A few months ago we announced the addition of Katherine Parker, a resident of Sonoma Valley. Today I am pleased to announce the addition of new writers Deborah Kravitz (who’s guest articles have been a big hit) and Tracy Logan-Immordino.

Deborah brings a great perspective of both avid consumer and now some hospitality experience. She is my personal go to person for California Pinot, and tips on Mendocino County. Tracy is a long time employee of the Wine Road, representing the AVA’s of the Alexander, Dry Creek and Russian River Valleys.  You can read more about them in the new Writer’s Bio tab.

What Simple Hedonisms is Looking For

  • People with decent writing skills and a passion for wine, and the industry.
  • Living in or close to,  a key area or AVA: Napa, Mendocino, Paso Robles, Monterrey/Carmel, Santa Cruz, Willamette, Walla Walla, etc. and the desire to make that a focus.
  • Ability to write two (minimum) – four  short articles a month on local events, wineries, related topics. People generally write best about what excites them, so I to embrace each writer’s personal focus and passion.

What Do I Get out of This, Why Not just Start, (or Continue) my Own Blog

  • If you think starting a blog presence and getting a following is easy in today’s crowded world, guess again. It takes substantial persistence to get momentum underway, and then maintain it. Not to mention design, creation, maintenance and regular content. The Simple Hedonisms brand is already well established, with a good following, and one that can be easily expanded.
  • Training and assistance on using WordPress.
  • Readership and traffic grows steadily each month; as of Sept 2010 averaging around 3,000 unique readers and 200,000 hits. It’s not Vinography, but for 12 months that’s respectable, and the wider focus will grow readers.
  • If you publish your own blog, with some discussion, content is open to re-use.
  • After a successful trial period, you will be provided with business cards, and occasional wine samples and event tickets.

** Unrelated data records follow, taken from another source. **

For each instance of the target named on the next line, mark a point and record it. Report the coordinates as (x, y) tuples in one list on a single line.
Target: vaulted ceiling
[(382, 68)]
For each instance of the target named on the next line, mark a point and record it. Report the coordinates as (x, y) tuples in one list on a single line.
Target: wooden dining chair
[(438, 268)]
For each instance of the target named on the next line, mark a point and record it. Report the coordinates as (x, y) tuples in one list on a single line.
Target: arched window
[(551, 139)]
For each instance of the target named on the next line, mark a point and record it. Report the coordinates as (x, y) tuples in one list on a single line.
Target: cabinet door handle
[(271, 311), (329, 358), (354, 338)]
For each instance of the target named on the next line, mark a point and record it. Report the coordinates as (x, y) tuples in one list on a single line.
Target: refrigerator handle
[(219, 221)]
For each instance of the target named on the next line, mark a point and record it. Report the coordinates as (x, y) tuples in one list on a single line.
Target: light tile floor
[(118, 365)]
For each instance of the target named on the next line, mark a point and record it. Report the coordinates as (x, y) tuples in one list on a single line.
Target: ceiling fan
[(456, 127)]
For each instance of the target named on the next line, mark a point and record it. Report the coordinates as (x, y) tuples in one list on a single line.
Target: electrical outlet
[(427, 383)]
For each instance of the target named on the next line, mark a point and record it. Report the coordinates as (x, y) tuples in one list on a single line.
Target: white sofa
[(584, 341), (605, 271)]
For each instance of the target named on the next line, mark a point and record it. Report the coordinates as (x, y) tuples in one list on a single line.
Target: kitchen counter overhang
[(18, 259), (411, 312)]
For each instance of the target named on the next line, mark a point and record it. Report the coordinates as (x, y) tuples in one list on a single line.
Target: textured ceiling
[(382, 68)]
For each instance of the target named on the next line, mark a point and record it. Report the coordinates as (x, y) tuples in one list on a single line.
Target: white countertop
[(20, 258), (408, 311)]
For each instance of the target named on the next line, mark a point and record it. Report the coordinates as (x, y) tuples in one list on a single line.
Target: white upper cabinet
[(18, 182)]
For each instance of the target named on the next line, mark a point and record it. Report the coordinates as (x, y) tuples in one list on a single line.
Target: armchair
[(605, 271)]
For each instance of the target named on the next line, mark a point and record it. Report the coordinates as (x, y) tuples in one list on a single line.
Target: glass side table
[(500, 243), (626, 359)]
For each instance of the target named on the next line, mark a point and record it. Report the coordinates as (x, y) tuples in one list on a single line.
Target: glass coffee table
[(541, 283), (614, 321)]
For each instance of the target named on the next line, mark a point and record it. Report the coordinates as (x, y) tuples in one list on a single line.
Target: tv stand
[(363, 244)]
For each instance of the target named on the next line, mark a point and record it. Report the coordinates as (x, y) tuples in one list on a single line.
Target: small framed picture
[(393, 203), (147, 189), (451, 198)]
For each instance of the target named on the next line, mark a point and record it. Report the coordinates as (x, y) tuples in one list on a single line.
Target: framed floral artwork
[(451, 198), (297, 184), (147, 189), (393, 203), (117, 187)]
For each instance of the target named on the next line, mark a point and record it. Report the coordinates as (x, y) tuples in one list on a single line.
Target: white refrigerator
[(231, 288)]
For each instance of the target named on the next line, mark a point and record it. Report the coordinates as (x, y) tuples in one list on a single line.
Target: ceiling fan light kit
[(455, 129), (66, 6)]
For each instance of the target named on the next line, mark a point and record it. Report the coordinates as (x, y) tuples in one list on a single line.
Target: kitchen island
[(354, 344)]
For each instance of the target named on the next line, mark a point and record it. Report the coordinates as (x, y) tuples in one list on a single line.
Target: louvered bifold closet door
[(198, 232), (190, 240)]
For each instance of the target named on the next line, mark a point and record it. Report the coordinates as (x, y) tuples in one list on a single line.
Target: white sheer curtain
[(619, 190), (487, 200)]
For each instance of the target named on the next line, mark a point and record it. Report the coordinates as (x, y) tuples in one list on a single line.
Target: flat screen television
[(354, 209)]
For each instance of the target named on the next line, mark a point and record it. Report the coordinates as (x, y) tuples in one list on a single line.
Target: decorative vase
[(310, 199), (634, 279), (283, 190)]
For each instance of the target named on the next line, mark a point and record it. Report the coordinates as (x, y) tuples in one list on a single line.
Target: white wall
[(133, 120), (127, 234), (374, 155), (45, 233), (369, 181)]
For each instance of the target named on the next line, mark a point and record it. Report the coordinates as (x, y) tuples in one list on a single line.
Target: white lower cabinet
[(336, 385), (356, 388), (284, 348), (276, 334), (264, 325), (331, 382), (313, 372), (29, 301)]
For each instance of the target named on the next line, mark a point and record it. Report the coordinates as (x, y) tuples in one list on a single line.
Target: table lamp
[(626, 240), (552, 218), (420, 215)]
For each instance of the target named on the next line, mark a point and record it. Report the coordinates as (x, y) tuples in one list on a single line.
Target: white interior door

This is not the main incentive for coming on board, but an additional perk.
  • This format is open, with possibilities for future evolution, growth and ideas.
  • You will be part of a collaborative team and benefit from idea sharing, knowledge growth, and exposure.

What Simple Hedonisms Isn’t

  • We aren’t sample or ticket whores, are fully against bloggers that are, and any discovery of aggressive solicitation, or behaviors will result in parting ways.
  • We aren’t argumentative (when writing), engage in ‘blogger wars’, or drama. Our focus is consumers and the wine industry.


If you, or someone you know would be interested, contact me and we can discuss live. We will start with several new writers, then possibly phase a few more in.  A sample of writing is request, if available.

What do Readers Think?

Ultimately this is for you. Additional writers means more regular articles, broader coverage, and view points. Would 4-5 short pieces a week be too much? Do you like, or dislike covering more AVA’s?